Weiden in der Oberpfalz
12.12.2019 - 16:05 Uhr

Gibt es bald Patente für Kühe?

Seit gut 40 Jahren wird über Gentechnik diskutiert. Im Zuge der Digitalisierung brach auch hier ein neues Zeitalter an. Ein Vortrag informierte nun über Details.

Sonja Schumacher vom Kreisverband Weiden von Bündnis 90/Die Grünen hat den Agrarexperten Karl Bär eingeladen. Bild: Bühner
Sonja Schumacher vom Kreisverband Weiden von Bündnis 90/Die Grünen hat den Agrarexperten Karl Bär eingeladen.

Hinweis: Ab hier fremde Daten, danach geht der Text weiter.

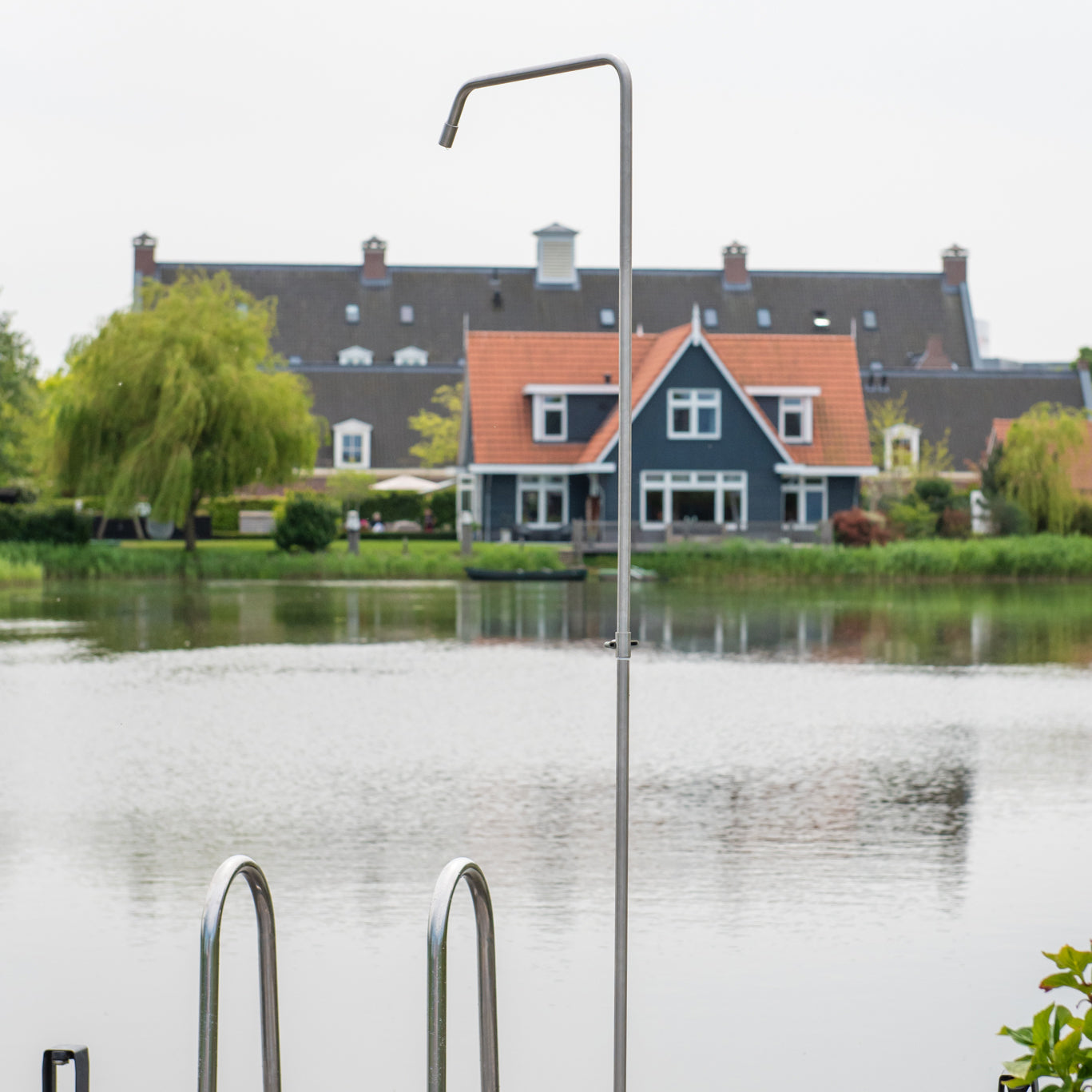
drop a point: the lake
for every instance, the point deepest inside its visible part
(857, 818)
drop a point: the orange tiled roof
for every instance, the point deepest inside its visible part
(500, 365)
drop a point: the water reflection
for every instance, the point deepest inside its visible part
(915, 625)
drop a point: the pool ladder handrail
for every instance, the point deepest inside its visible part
(208, 1029)
(460, 868)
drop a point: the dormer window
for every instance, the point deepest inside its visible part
(550, 413)
(411, 355)
(354, 356)
(557, 264)
(793, 410)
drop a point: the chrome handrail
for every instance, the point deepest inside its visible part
(438, 915)
(208, 1031)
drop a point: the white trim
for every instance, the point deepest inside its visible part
(539, 408)
(693, 403)
(534, 482)
(351, 427)
(666, 481)
(792, 392)
(543, 467)
(570, 389)
(798, 469)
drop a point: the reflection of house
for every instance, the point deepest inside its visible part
(740, 431)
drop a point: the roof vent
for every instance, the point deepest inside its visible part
(557, 256)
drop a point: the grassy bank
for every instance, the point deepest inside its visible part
(741, 562)
(256, 559)
(18, 571)
(733, 562)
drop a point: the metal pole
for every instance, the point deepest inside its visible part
(622, 642)
(208, 1017)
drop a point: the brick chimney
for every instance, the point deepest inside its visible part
(955, 259)
(375, 262)
(143, 262)
(737, 276)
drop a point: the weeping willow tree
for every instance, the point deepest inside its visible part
(1036, 464)
(181, 401)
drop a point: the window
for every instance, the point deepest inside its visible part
(803, 502)
(355, 355)
(794, 419)
(693, 415)
(542, 500)
(693, 496)
(351, 445)
(550, 419)
(411, 355)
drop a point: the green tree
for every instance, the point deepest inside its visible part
(439, 443)
(181, 401)
(1036, 464)
(18, 399)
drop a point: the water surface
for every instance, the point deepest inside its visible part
(854, 815)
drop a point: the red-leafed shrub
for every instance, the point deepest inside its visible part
(857, 527)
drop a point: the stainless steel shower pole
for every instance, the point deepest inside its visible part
(621, 642)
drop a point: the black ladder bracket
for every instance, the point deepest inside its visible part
(62, 1056)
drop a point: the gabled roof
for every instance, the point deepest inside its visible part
(502, 365)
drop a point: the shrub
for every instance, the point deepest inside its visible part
(307, 522)
(62, 526)
(856, 527)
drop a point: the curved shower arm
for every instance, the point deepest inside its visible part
(208, 1031)
(440, 911)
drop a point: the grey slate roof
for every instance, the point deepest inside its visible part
(312, 300)
(967, 402)
(384, 396)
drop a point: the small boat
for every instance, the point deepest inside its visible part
(636, 574)
(526, 574)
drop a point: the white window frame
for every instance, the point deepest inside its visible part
(688, 398)
(351, 427)
(541, 404)
(667, 482)
(542, 484)
(792, 403)
(803, 485)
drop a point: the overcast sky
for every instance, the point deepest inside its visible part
(845, 134)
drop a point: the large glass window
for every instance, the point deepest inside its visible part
(803, 502)
(693, 496)
(542, 499)
(693, 415)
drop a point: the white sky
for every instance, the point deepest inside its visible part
(845, 134)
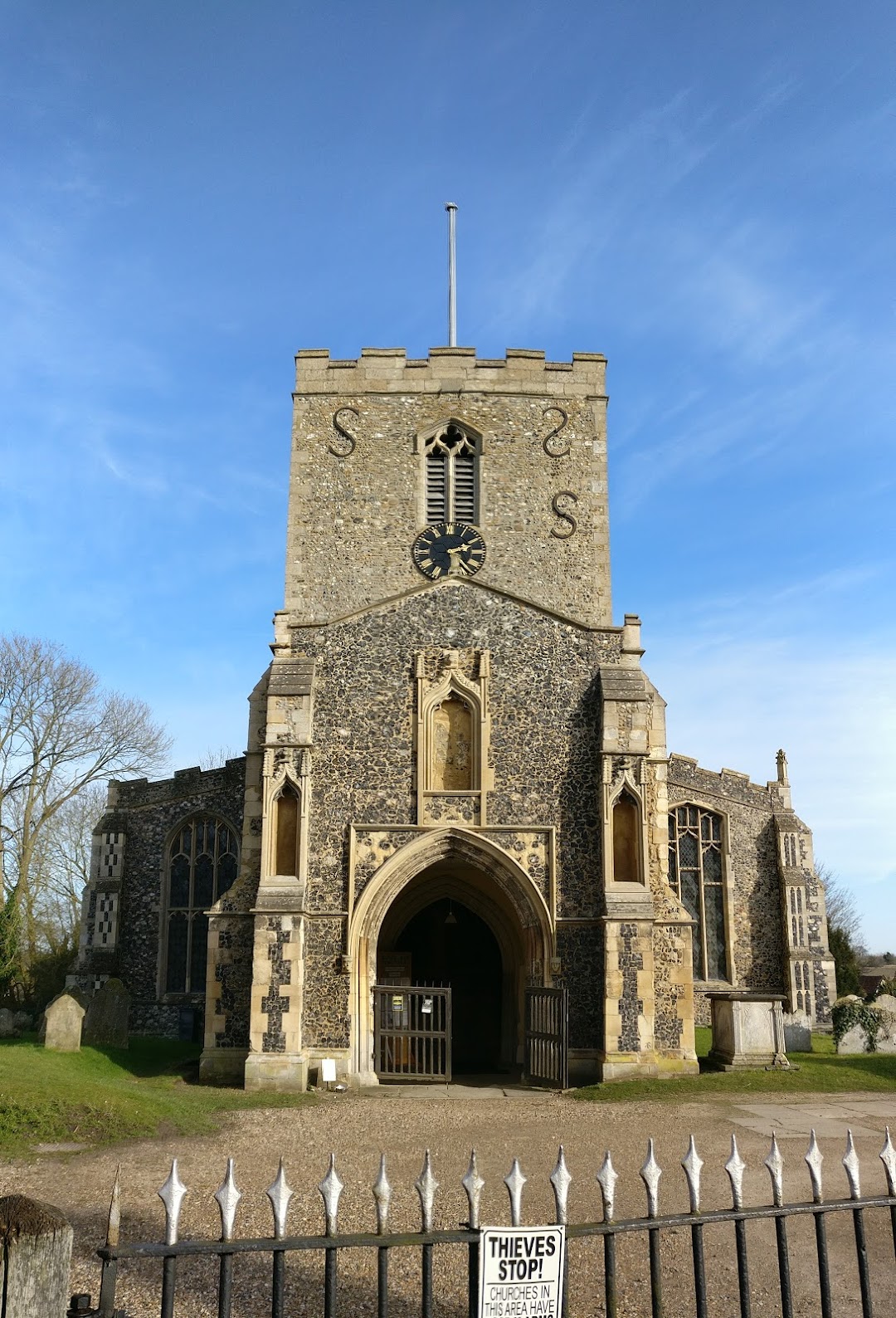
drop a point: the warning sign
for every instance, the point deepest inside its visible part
(521, 1272)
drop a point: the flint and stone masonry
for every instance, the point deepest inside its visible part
(456, 768)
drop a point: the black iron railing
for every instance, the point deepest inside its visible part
(611, 1230)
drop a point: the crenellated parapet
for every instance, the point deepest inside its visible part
(450, 371)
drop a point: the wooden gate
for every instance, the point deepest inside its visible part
(546, 1065)
(411, 1032)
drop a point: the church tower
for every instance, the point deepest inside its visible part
(456, 766)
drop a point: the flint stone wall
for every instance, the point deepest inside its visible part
(544, 710)
(150, 813)
(755, 919)
(376, 486)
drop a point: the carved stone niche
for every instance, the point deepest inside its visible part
(452, 737)
(625, 820)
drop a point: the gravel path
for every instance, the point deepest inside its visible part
(522, 1125)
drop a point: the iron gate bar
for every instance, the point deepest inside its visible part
(463, 1235)
(410, 1042)
(547, 1037)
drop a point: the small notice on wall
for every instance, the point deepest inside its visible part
(521, 1272)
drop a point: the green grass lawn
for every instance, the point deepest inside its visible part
(820, 1071)
(102, 1096)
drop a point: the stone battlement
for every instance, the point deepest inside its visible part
(450, 371)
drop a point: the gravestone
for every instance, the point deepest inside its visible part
(105, 1024)
(797, 1032)
(64, 1019)
(855, 1040)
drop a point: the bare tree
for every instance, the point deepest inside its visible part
(215, 757)
(60, 733)
(840, 899)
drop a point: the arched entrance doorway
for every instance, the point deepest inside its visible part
(450, 946)
(452, 910)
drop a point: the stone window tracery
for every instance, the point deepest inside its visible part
(696, 876)
(450, 476)
(202, 865)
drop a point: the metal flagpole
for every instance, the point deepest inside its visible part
(452, 277)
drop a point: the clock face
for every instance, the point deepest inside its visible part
(448, 549)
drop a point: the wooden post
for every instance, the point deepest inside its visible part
(35, 1259)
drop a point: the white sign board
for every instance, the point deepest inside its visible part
(521, 1272)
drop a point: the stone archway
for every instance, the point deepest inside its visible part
(495, 901)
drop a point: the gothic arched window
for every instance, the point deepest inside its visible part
(450, 476)
(202, 865)
(696, 876)
(288, 831)
(626, 840)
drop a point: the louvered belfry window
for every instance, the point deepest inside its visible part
(450, 493)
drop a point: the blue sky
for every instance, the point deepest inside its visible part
(704, 192)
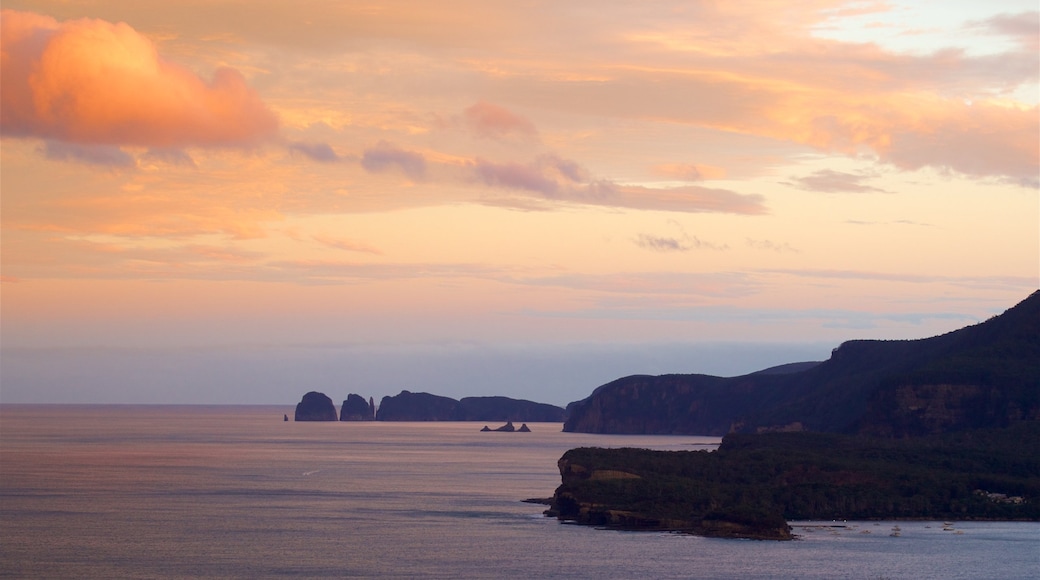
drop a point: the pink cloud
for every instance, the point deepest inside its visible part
(385, 156)
(554, 178)
(94, 82)
(491, 121)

„Meine Position heißt, die neue Gentechnik ist noch viel gefährlicher“, sagte der Agrarexperte der Partei Bündnis 90/Die Grünen, Karl Bär aus München, gleich zu Beginn seines Referats. Damit fasste er zusammen, was er anschließend in zweieinhalb Stunden ausführlich begründete. Zum Thema „Gentechnik 2.0“ hatte der Kreisverband Weiden von Bündnis 90/Die Grünen eingeladen. Mit Grundlagen der Gentechnik begann der Vortrag im Café Mitte.

Bär erläuterte, dass sich in den früheren Jahrzehnten Gentechnik hauptsächlich mit der Übertragung von Genen zwischen verschiedenen Arten oder innerhalb einer einzigen Art beschäftigt hat. Heutzutage gehe es „um die Veränderungen im Genom selbst“. Dass jedoch bereits die früheren Gentechniken, anders als ursprünglich versprochen, viele negative Auswirkungen hatten, zeigte der Referent am Beispiel der Landwirtschaft. Genetisch verändertes Saatgut hätte im Ergebnis zu immer höherem Pestizideinsatz geführt. Auch könnten gentechnisch veränderte „Auskreuzungen“ nicht mehr rückgängig gemacht werden. Eine Koexistenz zwischen gentechnisch veränderten Pflanzen und gentechnikfreier Landwirtschaft sei nicht möglich, stellte Bär dazu zusammenfassend fest. Ökosysteme seien immer sehr komplex.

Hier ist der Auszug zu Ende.